A robot that lays bricks with 2-millimeter precision is redefining what it means to build a house in the UK. According to Reuters, WLTR, nicknamed Walter, is a semi-autonomous robotic system powered by artificial intelligence that was developed in the Czech Republic and arrived at British construction sites in 2025. The robot is being operated by JT Lifestyle Homes in a 27-house development in Thornley, County Durham, marking the first time such a system is used on British soil. Walter lays up to 200 square meters of masonry per day, equivalent to the output of five bricklayers and a helper per hour.

The arrival of the robot comes at a time of crisis for British construction. The sector has over 35,000 vacancies, the highest vacancy rate among all industries in the country, according to the National Statistics Office. The average age of masonry professionals in the UK is 46 years, and almost no one is entering the trade. Dr. Jan Telensky, founder of JT Lifestyle Homes and responsible for bringing the robot to the country, stated that in 20 years there will not be enough bricklayers to build houses if the sector does not find new solutions.

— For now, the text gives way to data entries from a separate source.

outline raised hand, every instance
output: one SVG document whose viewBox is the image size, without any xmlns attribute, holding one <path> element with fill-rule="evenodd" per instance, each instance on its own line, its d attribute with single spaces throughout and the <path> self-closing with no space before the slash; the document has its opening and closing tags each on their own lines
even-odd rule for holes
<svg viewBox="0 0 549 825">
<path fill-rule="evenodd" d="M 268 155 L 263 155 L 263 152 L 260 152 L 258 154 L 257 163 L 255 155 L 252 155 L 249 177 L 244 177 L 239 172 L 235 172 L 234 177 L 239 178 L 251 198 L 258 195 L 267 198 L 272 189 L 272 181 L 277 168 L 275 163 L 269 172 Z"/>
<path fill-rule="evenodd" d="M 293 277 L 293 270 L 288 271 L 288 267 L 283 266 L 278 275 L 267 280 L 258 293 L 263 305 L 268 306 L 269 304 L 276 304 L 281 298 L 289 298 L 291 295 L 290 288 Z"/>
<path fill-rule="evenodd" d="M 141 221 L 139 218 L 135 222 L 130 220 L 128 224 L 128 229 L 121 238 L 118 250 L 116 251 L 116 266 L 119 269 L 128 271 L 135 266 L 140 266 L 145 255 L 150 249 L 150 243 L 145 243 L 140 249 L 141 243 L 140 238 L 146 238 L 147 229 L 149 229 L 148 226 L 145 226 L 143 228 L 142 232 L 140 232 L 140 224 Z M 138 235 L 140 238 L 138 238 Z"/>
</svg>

What the robot Walter does and how it works

robot Walter
robot Walter

Walter is classified as a semi-autonomous bricklaying robot, operated by a single person. The system receives architectural designs digitally, calculates the position of each block, and performs the laying with a tolerance of 2 millimeters. Only 1% of human bricklayers can consistently achieve this level of precision, according to Telensky.

illustrative image
illustrative image

The robot uses special grooved blocks, designed to be mechanically grabbed, lifted, and positioned. Walter requires a first layer of bricks prepared by a human worker and must be monitored by trained workers during operation. But from the base, the robot works alone: it builds walls up to 3.5 meters high without the need for scaffolding, with plans to extend this capability to 5 meters. The engineering behind the system allows it to operate in any weather condition, including rain, wind, and extreme temperatures.

The glue that replaces cement and reduces emissions

One of the most innovative aspects of the robot is not its speed, but the material it uses to fix the blocks. Walter uses industrial glue instead of cement mortar, eliminating the need for one of the most polluting materials on the planet. The manufacture and use of cement account for approximately 6% of global CO2 emissions, according to industry data.

The replacement of mortar with industrial adhesive also simplifies operation on UK construction sites. There is no need for a concrete mixer, no mortar waste scattered on the ground, and the curing time is faster. For a robot that needs operational efficiency, the glue is functionally and environmentally superior. JT Lifestyle Homes presents itself as a specialist in smart, affordable, and sustainable construction, and the use of glue instead of cement is part of this strategy.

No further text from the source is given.